Provision Ray Cluster¶
The command below creates a Ray cluster in your account based on the aforementioned config file. It consists of one head node and 2 workers (m4xlarge EC2s). The command takes a few minutes to complete.
[ ]:
!ray up -y config.yml
Once the cluster is up and running, we set the RAY_ADDRESS
environment variable to the head node Ray Cluster Address
[ ]:
import os
import subprocess
head_node_ip = subprocess.check_output(["ray", "get-head-ip", "config.yml"]).decode("utf-8").split("\n")[-2]
os.environ["RAY_ADDRESS"] = f"ray://{head_node_ip}:10001"
As a result, awswrangler
API calls now run on the cluster, not on your local machine. The SDK detects the required dependencies for its distributed mode and parallelizes supported methods on the cluster.
[ ]:
import modin.pandas as pd
import awswrangler as wr
print(f"Execution engine: {wr.engine.get()}")
print(f"Memory format: {wr.memory_format.get()}")
Enter bucket Name
[ ]:
bucket = "BUCKET_NAME"
Read & write some data at scale on the cluster¶
[ ]:
# Read last 3 months of Taxi parquet compressed data (400 Mb)
df = wr.s3.read_parquet(path="s3://ursa-labs-taxi-data/2018/1*.parquet")

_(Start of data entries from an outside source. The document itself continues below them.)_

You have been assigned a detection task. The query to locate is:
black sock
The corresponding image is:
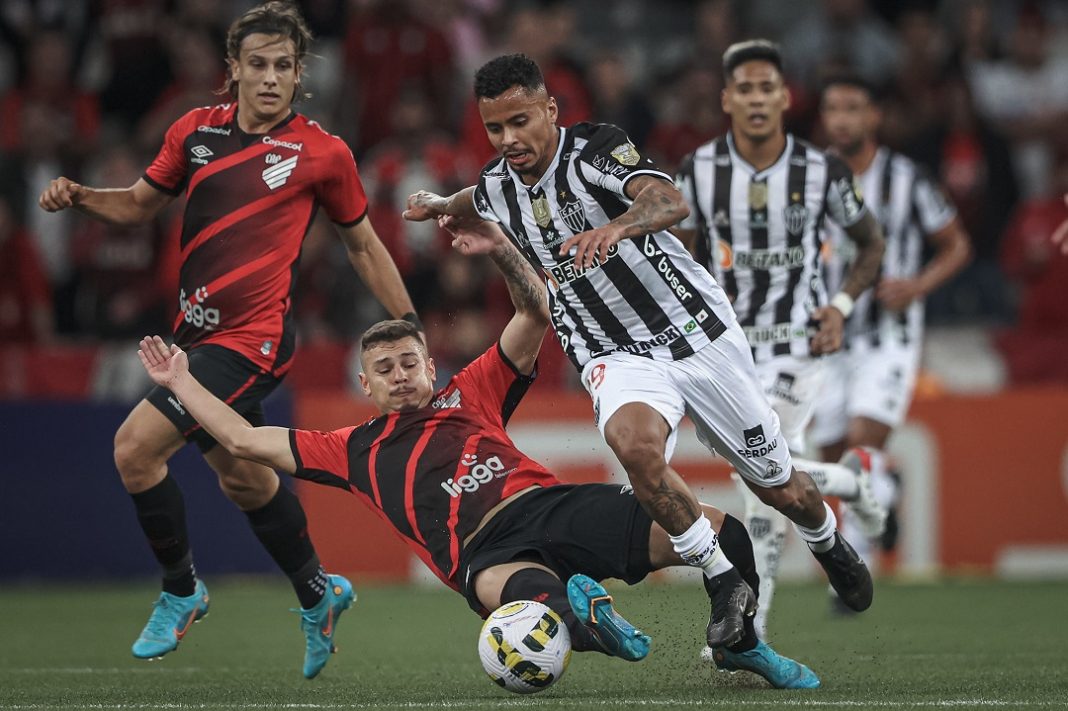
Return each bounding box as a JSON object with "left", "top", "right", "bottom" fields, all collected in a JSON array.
[
  {"left": 501, "top": 568, "right": 607, "bottom": 653},
  {"left": 130, "top": 475, "right": 197, "bottom": 597},
  {"left": 245, "top": 484, "right": 329, "bottom": 610},
  {"left": 719, "top": 514, "right": 760, "bottom": 652}
]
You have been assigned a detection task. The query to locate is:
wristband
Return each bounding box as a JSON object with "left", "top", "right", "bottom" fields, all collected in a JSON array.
[
  {"left": 401, "top": 311, "right": 426, "bottom": 333},
  {"left": 829, "top": 291, "right": 853, "bottom": 318}
]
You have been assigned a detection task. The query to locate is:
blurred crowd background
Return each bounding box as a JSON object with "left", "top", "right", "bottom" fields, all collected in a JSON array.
[{"left": 0, "top": 0, "right": 1068, "bottom": 398}]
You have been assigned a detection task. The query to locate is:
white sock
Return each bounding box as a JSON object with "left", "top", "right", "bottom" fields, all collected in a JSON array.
[
  {"left": 794, "top": 457, "right": 860, "bottom": 500},
  {"left": 794, "top": 501, "right": 838, "bottom": 553},
  {"left": 671, "top": 514, "right": 734, "bottom": 578}
]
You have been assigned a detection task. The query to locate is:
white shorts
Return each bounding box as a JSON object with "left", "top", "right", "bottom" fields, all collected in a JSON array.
[
  {"left": 756, "top": 356, "right": 823, "bottom": 452},
  {"left": 582, "top": 323, "right": 792, "bottom": 487},
  {"left": 808, "top": 342, "right": 920, "bottom": 446}
]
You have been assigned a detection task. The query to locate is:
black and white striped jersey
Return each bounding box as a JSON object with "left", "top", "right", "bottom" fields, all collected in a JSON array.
[
  {"left": 823, "top": 147, "right": 957, "bottom": 347},
  {"left": 474, "top": 123, "right": 734, "bottom": 369},
  {"left": 676, "top": 133, "right": 865, "bottom": 363}
]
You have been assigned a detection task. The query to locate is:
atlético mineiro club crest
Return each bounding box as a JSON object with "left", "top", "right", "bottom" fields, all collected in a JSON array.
[{"left": 263, "top": 156, "right": 300, "bottom": 190}]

df["month"] = df["pickup_at"].dt.month
# Write it back to S3 partitioned by month
path = f"s3://{bucket}/taxi-data/"
database = "ray_test"
wr.catalog.create_database(name=database, exist_ok=True)
table = "nyc_taxi"
wr.s3.to_parquet(
df=df,
path=path,
dataset=True,
database=database,
table=table,
partition_cols=["month"],
)
Read it back via Athena UNLOAD¶
The UNLOAD command distributes query processing in Athena to dump results in S3 which are then read in parallel into a dataframe
[ ]:
unload_path = f"s3://{bucket}/unload/nyc_taxi/"
# Athena UNLOAD requires that the S3 path is empty
# Note that s3.delete_objects is also a distributed call
wr.s3.delete_objects(unload_path)
wr.athena.read_sql_query(
f"SELECT * FROM {table}",
database=database,
ctas_approach=False,
unload_approach=True,
s3_output=unload_path,
)
The EC2 cluster must be terminated or it will incur a charge.
[ ]:
!ray down -y ./config.yml